Divorce Your Methodology

At the Atlanta BI meeting last night, there was a question from the audience about differences between Inmon and Kimball and which methodology should be followed when implementing a data warehouse. I’ll recapture my thoughts and the feedback I shared.

As BI practitioners, most of us use methodologies and it’s easy to fall in love with a specific methodology. But sometimes methodologies conflict each other. So, don’t feel very strongly about methodologies. Instead, study them and try to synthetize their best. The best methodology is the one that delivers a business solution in the most practical and simple way. Back to Inmon vs Kimball, I have deep respect for both of them. They both contributed a lot to data warehousing that forms the backbone of modern BI. Both of these two methodologies aim to consolidate data and promote a single version of the truth. Both of them are “pure” database-focused and vendor-neutral methodologies for designing data structures. But they also differ in significant ways. This table summarizes the high level differences between the two methodologies.

InmonKimball
APPROACHTop-down
Data warehouse first, data marts later
Bottom-up
Data marts first, data warehouse later
SCHEMANormalized (3NF) schemaDenormalized (star) schema
HISTORYAll history needs to be capturedDepends on business requirements
Type 1 vs Type 2 dimensions

 

So, which one to follow? My answer is that there is a place for both. Consider the following BI architectural view.

012914_0241_DivorceYour1

Data comes from veriety of data sources. Some data, such as Products, Customers, Organizations, represents master data that should be ideally maintained in a separate repository, e.g. in Master Data Services. However, most of the source data is not master data and must be staged before it’s imported in the data warehouse. Instead of a transient staging database whose data is truncated with each ETL run, consider an ODS-style staging database that maintains historical changes.
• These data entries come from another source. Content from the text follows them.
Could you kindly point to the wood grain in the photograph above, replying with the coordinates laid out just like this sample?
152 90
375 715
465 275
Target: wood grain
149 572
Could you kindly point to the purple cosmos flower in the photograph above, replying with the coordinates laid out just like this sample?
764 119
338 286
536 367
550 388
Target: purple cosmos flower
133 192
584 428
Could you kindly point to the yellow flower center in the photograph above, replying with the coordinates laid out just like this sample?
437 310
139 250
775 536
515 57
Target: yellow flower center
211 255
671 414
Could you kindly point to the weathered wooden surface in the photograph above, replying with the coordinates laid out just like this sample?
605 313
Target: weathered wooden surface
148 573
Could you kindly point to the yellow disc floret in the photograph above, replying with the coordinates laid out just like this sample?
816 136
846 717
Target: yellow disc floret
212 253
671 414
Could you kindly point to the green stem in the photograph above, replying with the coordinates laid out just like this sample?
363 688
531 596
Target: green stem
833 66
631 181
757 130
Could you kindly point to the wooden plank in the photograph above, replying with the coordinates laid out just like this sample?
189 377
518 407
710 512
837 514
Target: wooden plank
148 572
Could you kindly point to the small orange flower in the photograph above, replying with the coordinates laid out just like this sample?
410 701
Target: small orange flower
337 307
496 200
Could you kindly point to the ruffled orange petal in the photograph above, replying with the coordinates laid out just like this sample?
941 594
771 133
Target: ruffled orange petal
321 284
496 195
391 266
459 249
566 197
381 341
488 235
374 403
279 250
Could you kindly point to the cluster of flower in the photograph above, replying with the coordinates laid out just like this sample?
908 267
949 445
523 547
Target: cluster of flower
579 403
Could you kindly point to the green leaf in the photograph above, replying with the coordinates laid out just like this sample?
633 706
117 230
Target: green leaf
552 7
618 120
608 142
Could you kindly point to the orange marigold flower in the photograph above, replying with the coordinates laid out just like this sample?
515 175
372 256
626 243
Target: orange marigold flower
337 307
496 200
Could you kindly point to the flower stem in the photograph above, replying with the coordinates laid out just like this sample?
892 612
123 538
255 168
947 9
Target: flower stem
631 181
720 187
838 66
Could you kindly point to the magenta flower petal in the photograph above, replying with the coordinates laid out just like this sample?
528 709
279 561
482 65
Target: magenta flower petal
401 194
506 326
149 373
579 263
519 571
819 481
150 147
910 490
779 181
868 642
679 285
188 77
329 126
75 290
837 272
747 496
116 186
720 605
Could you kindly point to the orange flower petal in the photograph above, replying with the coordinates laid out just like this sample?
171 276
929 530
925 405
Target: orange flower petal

Start_DateEnd_DateStoreProductDeleted_Flag
1/1/20105/1/2010AtlantaMountain Bike 1
5/2/20103/8/2012AtlantaMountain Bike 2
3/9/201212/31/9999NorcrossMountain Bike 2

The Start_Date and End_Date columns are used to record the lifespan of each record and create row new versions each time the source row is changed. The example shows three changes that a given product has undergone. This design offers two main benefits:

1.    It maintains a history of all changes that were made to all columns to all tables. Typically, OLTP systems don’t keep track of changes so the staging database can be used to record changes.

2.    It maintains a full backup of the data. If a data warehouse needs to be reloaded, its history can be recreated from the staging database.
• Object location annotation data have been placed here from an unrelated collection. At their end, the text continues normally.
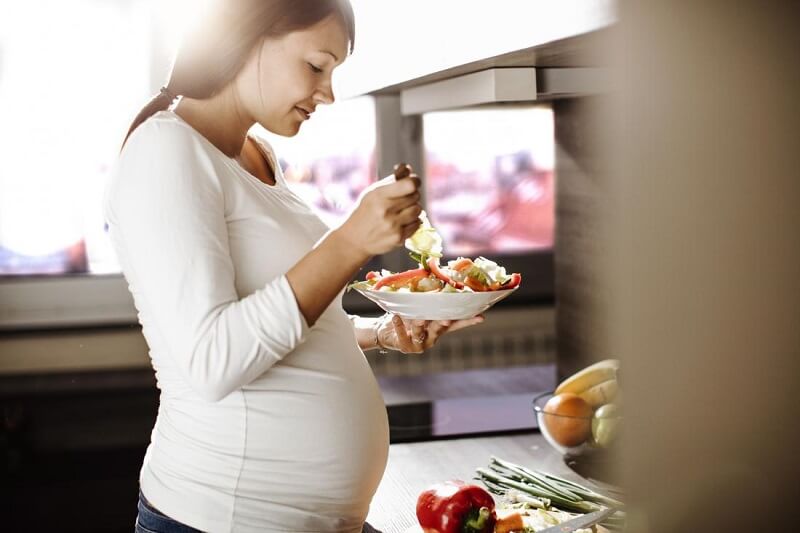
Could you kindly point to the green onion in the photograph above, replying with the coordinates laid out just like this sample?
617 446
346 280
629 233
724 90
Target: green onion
506 478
This ODS design is effectively your Inmon methodology in practice. For the data warehouse, I’d go with Kimball dimensional modelling. Dimensional modelling is a practical design technique whose goal is to produce a simple schema that is optimized for reporting. As far as data marts, I’m not so excited about moving data in or out of the data warehouse. In most cases, the most practical approach would be to implement a single data warehouse database and extend it as more subject areas come onboard. However, large organizations might benefit from data marts. For example, a large organization might have an enterprise data warehouse but for whatever reasons (usually IT not having enough resources), it might be difficult or not practical to extend it with a new subject areas. Then, this department might spin off its own data mart, such as on a separate database server (even from a different vendor, e.g. DW on Oracle and DM on SQL Server).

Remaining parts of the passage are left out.